The word Radish/Mullangi makes lot of us very unhappy L. But we don’t realize how good Radish is for our health. It’s rich in fiber and low in calorie, also a rich source of vitamin B6, copper and calcium.
We use Radish/Mullangi only in Sambar, Parata or as a Salad. Thanks to Manju Aunty who forced me to have this Pachadi and I was amazed to know this boring vegetable can be cooked so tastier.

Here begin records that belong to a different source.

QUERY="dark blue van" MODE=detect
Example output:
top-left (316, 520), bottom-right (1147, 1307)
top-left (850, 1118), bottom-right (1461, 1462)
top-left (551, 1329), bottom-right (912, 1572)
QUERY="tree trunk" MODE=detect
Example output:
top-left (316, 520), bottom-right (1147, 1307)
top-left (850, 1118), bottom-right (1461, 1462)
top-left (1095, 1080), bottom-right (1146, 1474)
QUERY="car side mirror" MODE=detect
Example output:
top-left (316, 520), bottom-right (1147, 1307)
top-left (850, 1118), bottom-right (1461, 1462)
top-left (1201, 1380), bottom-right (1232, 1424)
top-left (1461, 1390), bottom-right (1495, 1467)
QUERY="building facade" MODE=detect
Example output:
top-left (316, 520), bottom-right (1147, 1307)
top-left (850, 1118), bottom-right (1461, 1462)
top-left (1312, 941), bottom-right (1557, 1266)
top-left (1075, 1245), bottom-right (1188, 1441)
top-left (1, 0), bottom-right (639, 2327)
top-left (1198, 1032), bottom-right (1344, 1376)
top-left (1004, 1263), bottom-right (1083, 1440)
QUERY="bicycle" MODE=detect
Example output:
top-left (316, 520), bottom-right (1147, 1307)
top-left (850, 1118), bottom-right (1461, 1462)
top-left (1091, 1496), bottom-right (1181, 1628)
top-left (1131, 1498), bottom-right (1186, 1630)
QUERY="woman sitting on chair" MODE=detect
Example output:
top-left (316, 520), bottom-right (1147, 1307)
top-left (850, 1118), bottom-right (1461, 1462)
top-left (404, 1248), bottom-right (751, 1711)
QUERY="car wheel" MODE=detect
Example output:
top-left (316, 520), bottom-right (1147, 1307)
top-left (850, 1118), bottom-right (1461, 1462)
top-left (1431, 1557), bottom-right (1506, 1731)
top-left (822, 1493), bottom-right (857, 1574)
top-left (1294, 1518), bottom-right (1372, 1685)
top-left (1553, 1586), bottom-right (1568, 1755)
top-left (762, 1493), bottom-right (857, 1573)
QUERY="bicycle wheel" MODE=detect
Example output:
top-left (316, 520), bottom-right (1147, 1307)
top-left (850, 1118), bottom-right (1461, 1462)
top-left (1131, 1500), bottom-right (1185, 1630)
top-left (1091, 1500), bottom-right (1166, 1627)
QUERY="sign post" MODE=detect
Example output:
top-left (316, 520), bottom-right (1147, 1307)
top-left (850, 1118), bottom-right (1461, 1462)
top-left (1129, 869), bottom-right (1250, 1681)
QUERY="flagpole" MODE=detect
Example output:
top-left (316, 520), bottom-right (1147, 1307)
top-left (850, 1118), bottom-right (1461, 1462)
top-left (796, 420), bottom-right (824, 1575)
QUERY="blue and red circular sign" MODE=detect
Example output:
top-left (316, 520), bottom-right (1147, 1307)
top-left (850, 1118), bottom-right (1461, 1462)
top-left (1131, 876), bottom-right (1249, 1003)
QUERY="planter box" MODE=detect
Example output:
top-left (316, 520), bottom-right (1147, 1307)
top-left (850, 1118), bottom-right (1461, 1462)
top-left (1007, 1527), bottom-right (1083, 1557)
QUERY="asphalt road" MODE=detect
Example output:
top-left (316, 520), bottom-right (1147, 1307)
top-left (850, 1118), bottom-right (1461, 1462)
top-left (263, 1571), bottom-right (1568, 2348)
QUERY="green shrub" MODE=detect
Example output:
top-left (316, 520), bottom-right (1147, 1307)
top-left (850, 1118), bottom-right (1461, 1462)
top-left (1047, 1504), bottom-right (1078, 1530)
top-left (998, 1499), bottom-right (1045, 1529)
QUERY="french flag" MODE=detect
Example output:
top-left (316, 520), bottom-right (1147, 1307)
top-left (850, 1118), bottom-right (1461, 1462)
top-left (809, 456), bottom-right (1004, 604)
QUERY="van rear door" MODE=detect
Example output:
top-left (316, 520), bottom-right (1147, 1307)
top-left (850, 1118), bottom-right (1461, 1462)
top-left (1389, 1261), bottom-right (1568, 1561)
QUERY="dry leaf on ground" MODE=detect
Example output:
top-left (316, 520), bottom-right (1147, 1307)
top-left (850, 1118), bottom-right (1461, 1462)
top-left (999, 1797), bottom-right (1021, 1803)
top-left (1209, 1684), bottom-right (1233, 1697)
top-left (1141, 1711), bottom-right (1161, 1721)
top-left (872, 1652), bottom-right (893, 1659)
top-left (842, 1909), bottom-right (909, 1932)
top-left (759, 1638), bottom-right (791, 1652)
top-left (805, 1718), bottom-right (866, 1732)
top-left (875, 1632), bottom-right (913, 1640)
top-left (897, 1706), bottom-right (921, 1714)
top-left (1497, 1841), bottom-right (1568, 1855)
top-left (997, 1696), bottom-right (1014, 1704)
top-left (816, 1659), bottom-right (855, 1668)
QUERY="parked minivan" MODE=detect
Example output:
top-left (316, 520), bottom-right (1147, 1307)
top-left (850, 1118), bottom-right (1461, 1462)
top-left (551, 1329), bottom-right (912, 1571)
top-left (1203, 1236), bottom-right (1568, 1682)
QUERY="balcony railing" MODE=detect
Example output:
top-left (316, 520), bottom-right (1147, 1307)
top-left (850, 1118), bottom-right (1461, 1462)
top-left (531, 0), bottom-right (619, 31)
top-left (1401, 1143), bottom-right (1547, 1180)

I just love this now. 

Let’s try this easy, healthy, a different variety of Mullangi Pachadi and Mullangi Raita. Absolutely no cooking J. I bet you start loving Mullangi. 

Mullangi/Radish Pachadi & Raita

Ingredients:
Radish/Mullangi – ¼ kg or 4-5 nos (Finely grated)
Grated Fresh Coconut – 3-4 tsps
Green Chilies –  4-5 nos.
Curd – ½ cup
Coriander leaves
Salt to taste

Tempering:
Curry Leaves – 1 tsp
Jeera – 1 tsp
Hing (Asafoetida) – a pinch
Oil – 2 tsps

Method:

Take finely grated Radish/Mullangi in a bowl, mix salt to this and leave it for one hour. Drain out the water completely from the grated Radish and keep aside. 

Take a small pan, add Oil and heat it on slow flame. Add Hing, Jeera, curry leaves and finely chopped green chilies. Allow these to crackle. Add this tempering to Grated Radish and mix well. Add freshly grated Coconut and coriander, mix well. Serve this tasty, healthy Radish/Mullangi pachadi as salad/side dish. 



For Raita : Mix curd to this Mullangi Pachadi and serve it as yummy Raita with Paratha/Pulav.